In your specific case, here's what you should do:

if you're running the 120 bam files one after the other, you should run 120 parallel htseq-count programs instead, using one core for each of them. If you are using a cluster, it's gonna take care of it. If you are doing it on your local machine and it has say 6 cores, you should write a simple wrapper script that launches 6 instances of htseq-count in parallel and starts a new one whenever one is done.
if each of the 120 bam files takes 300+ hours, you should split them into smaller bam files (say 10 of them), then compure 1200 htseq-count programs in parallel, and then join the count tables at the end.

I do 1. all the time, and have done 2 in the past for similar reasons. Of course adding multicore support to htseq is an option, but I don't see it happening anytime soon as it's quite a mess to code and concurrent programming is fairly hard to debug.

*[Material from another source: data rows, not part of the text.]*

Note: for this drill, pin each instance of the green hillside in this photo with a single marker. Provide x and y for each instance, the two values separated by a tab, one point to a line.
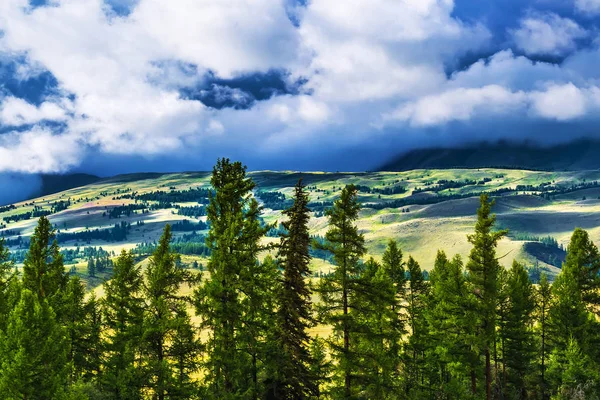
425	210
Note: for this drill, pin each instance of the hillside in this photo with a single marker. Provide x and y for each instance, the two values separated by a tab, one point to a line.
573	156
425	210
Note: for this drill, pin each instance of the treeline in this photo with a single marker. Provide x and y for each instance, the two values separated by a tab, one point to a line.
199	195
35	213
385	191
473	330
117	233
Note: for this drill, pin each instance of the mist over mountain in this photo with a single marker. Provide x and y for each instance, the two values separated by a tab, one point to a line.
582	154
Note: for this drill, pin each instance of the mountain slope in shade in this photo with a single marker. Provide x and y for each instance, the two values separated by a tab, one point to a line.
573	156
54	183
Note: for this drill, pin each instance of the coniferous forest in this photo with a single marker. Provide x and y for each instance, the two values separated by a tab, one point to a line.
255	324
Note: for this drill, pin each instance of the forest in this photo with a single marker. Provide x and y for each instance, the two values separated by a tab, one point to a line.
255	323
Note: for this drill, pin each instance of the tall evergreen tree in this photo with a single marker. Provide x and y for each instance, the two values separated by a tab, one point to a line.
33	352
7	275
338	290
165	313
393	265
123	308
294	314
43	268
483	269
320	368
91	267
543	301
376	334
77	327
450	318
233	240
518	350
416	346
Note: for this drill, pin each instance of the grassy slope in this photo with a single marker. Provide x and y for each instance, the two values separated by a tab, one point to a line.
421	232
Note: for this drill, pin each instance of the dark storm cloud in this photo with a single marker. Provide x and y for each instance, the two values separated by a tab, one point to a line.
322	84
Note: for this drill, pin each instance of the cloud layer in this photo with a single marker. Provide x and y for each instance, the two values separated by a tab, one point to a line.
87	84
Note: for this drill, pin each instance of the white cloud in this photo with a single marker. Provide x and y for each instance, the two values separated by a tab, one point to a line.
547	34
458	105
38	150
591	7
361	59
559	102
367	50
17	112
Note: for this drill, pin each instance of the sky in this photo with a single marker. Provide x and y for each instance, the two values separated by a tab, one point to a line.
117	86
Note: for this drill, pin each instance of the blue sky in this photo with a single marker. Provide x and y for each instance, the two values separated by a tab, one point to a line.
118	86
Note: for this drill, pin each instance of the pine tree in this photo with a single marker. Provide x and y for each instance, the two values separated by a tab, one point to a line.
337	291
416	346
123	317
164	319
376	334
233	240
294	303
518	350
483	269
393	265
568	316
7	275
583	257
185	355
93	348
543	301
77	327
575	374
33	349
91	267
320	368
259	284
450	318
43	268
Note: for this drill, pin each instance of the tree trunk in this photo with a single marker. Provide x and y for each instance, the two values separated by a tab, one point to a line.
488	374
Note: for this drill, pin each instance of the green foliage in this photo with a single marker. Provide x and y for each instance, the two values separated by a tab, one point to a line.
43	269
166	325
122	310
294	317
227	300
483	270
33	351
339	306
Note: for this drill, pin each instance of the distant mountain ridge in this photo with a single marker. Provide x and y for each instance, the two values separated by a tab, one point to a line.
573	156
54	183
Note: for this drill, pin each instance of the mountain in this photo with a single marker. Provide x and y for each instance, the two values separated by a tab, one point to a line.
574	156
54	183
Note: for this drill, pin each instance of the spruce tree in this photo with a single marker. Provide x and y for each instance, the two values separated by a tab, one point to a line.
338	290
376	334
91	267
123	308
518	349
320	368
165	318
93	346
43	268
393	265
543	301
415	348
483	270
7	275
294	314
450	316
233	241
33	351
76	326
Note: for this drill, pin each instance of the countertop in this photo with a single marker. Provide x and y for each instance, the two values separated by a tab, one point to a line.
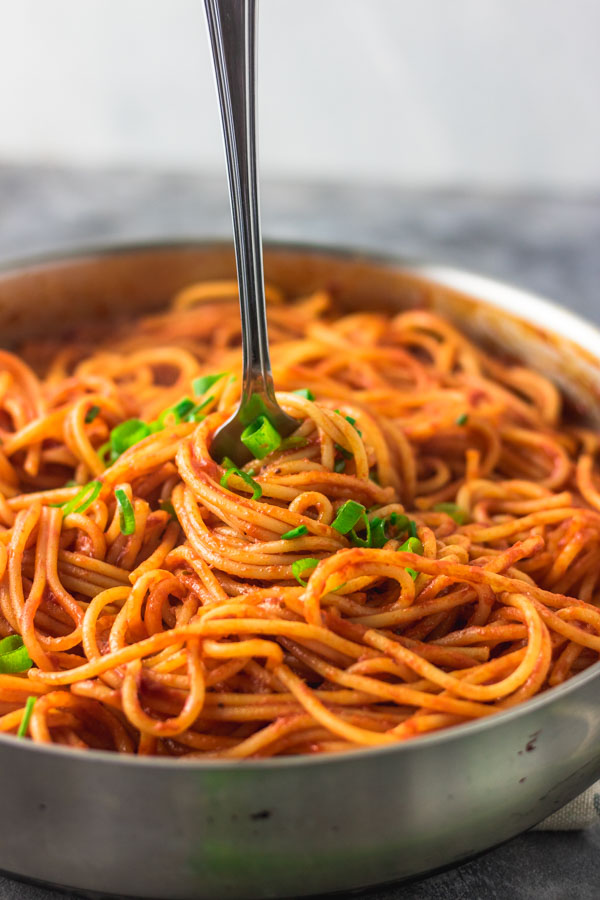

sdhutchins commented 6 years ago

@iosonofabio is there any concern for the counts changing with doing 1?

iosonofabio commented 6 years ago

I do it all the time, you just have to be careful if you merge the counts into a single file at the end but that goes without saying.

sdhutchins commented 6 years ago

Thanks for your help. I ended up using method 1 and then using pandas to merge the counts files.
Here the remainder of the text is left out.